The expression in (4.21) requires $O\left( (N_{\text {i}}+Q)(L+1)^2\right) $ operations per discrete frequency, where L is the maximum spherical harmonic order, $N_{\text {i}}$ is the number of images and Q is the number of microphones, while the approach in (4.15) requires $O\left( N_{\text {i}} Q (L+1)\right) $ operations per discrete frequency. Since the number of images $N_{\text {i}}$ is typically very large, $(N_{\text {i}}+Q)(L+1)^2 \approx N_{\text {i}} (L+1)^2$. Assuming the operations in the two approaches are of similar complexity, it is therefore more efficient to use the expression in (4.15) for $Q < L+1$ and the expression in (4.21) for $Q > L+1$. Consequently the least computationally complex approach depends on the number of microphones Q and array radius r. In the remainder of this chapter we use the expression in (4.15); this is particularly appropriate in the applications in Sect. 4.4.2 where $Q = 2$ and in Sect. 4.4.3 where $Q = 1$.

4.3.3 Algorithm Summary

A summary of the SMIR method is presented in the form of pseudocode in Fig. 4.6. The variable nsample denotes the number of samples in the AIR, $N_o$, the maximum reflection order, and fs, the sampling frequency.

The number of computations has been reduced by processing only half of the frequency spectrum because we know the AIR is real and the corresponding ATF is conjugate symmetric.

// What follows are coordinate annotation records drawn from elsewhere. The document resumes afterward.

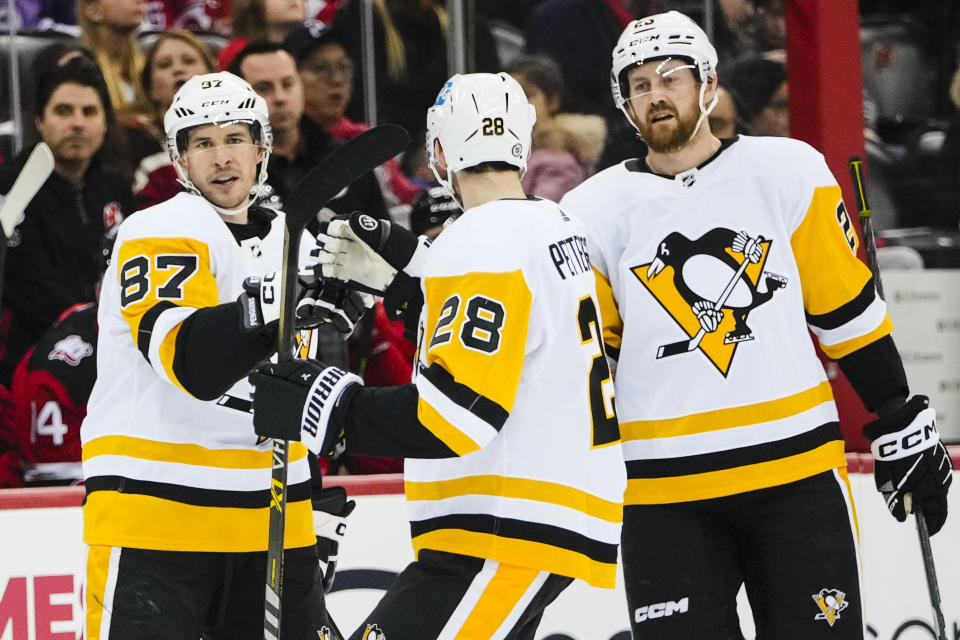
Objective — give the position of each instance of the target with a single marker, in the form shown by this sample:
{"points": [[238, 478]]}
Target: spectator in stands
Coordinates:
{"points": [[52, 261], [326, 72], [298, 141], [108, 28], [759, 90], [410, 40], [566, 146], [173, 58], [579, 35], [723, 118], [260, 20]]}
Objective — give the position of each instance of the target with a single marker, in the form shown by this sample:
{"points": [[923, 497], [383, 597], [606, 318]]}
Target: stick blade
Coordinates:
{"points": [[344, 166], [35, 172], [673, 349]]}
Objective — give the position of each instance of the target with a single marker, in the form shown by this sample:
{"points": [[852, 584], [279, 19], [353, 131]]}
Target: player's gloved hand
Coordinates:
{"points": [[330, 511], [303, 400], [368, 252], [333, 302], [909, 458]]}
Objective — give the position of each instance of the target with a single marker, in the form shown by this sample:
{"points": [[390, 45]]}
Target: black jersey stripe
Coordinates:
{"points": [[732, 458], [147, 321], [846, 312], [520, 530], [193, 495], [462, 395]]}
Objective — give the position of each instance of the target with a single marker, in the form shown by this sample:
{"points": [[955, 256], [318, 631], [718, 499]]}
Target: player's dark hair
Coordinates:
{"points": [[489, 167], [80, 70]]}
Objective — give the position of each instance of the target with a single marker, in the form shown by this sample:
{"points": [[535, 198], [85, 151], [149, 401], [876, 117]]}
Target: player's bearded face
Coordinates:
{"points": [[221, 161], [664, 104]]}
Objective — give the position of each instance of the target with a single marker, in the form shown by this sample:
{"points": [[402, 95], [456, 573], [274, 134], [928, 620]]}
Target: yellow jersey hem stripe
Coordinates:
{"points": [[523, 553], [728, 418], [520, 488]]}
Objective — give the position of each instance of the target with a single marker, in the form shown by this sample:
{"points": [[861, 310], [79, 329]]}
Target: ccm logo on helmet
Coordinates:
{"points": [[917, 439], [661, 609]]}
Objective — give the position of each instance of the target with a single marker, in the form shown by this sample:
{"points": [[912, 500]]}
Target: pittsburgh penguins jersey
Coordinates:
{"points": [[711, 282], [511, 377], [164, 469]]}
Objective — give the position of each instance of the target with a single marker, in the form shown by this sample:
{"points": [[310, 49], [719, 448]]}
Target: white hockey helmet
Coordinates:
{"points": [[664, 35], [217, 98], [480, 117]]}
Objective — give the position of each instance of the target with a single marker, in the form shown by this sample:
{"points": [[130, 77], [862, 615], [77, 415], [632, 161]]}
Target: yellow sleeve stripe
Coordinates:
{"points": [[726, 482], [728, 418], [186, 453], [520, 488], [847, 347], [456, 440], [609, 313]]}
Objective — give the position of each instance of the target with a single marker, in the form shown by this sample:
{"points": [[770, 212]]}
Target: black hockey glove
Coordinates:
{"points": [[330, 511], [333, 302], [908, 457], [303, 400], [368, 252]]}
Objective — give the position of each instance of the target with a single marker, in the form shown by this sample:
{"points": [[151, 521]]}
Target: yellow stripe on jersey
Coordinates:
{"points": [[609, 313], [456, 440], [186, 453], [98, 574], [476, 328], [835, 351], [728, 418], [520, 488], [725, 482], [154, 523], [499, 598], [830, 273], [523, 553], [171, 270]]}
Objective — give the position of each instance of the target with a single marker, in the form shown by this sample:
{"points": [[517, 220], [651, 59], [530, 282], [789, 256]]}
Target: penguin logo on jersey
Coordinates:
{"points": [[373, 632], [831, 603], [709, 286]]}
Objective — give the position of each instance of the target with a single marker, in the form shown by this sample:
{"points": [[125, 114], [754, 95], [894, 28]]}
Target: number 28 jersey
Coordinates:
{"points": [[511, 376]]}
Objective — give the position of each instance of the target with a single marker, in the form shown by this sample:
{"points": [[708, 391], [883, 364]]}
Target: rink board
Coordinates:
{"points": [[41, 557]]}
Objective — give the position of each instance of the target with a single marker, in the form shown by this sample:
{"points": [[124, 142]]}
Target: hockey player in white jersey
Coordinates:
{"points": [[176, 510], [514, 475], [718, 257]]}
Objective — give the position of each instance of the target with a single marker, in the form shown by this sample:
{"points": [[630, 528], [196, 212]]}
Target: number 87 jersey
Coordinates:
{"points": [[512, 378]]}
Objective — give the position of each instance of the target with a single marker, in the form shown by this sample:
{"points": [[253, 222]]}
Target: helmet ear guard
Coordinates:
{"points": [[478, 118], [217, 98]]}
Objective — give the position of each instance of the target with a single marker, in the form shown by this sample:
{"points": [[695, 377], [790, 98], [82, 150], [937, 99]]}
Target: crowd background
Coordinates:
{"points": [[325, 83]]}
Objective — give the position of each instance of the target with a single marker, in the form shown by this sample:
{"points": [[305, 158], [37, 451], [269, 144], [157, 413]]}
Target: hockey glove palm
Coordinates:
{"points": [[303, 400], [330, 511], [909, 458], [368, 253]]}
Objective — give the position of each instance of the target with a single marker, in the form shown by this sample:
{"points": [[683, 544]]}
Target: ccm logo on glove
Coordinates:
{"points": [[318, 396], [921, 434]]}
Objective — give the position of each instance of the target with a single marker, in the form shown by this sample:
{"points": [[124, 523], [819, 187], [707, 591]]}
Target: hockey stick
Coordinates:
{"points": [[333, 174], [870, 248], [36, 170], [685, 346]]}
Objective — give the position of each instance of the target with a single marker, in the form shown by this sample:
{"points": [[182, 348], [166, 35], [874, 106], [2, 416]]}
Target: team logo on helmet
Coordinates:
{"points": [[831, 603], [71, 350]]}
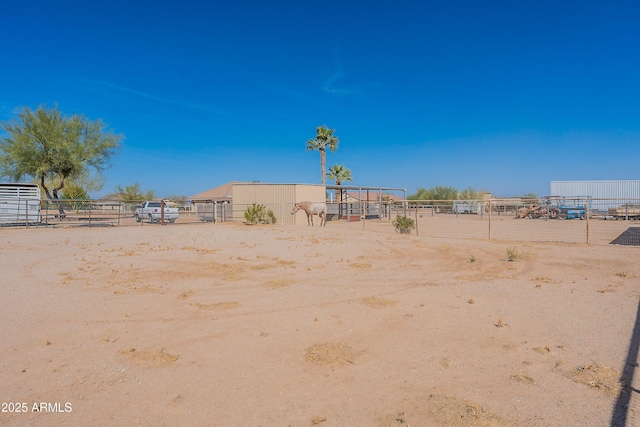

The pseudocode necessary to compute the Hankel functions and Legendre polynomials is omitted here, since their computation is straightforward using recursion relations (4.18) and (4.20).

SMIRgen, a MATLAB/C++ implementation of the method in the form of a MEX-function, is available online [14].

4.4 Examples and Applications

In this section we give a number of examples that make use of the SMIR method. Wherever possible we compare the simulated results to theoretical results obtained using approximate models. These examples are given to illustrate and partially validate the SMIR method.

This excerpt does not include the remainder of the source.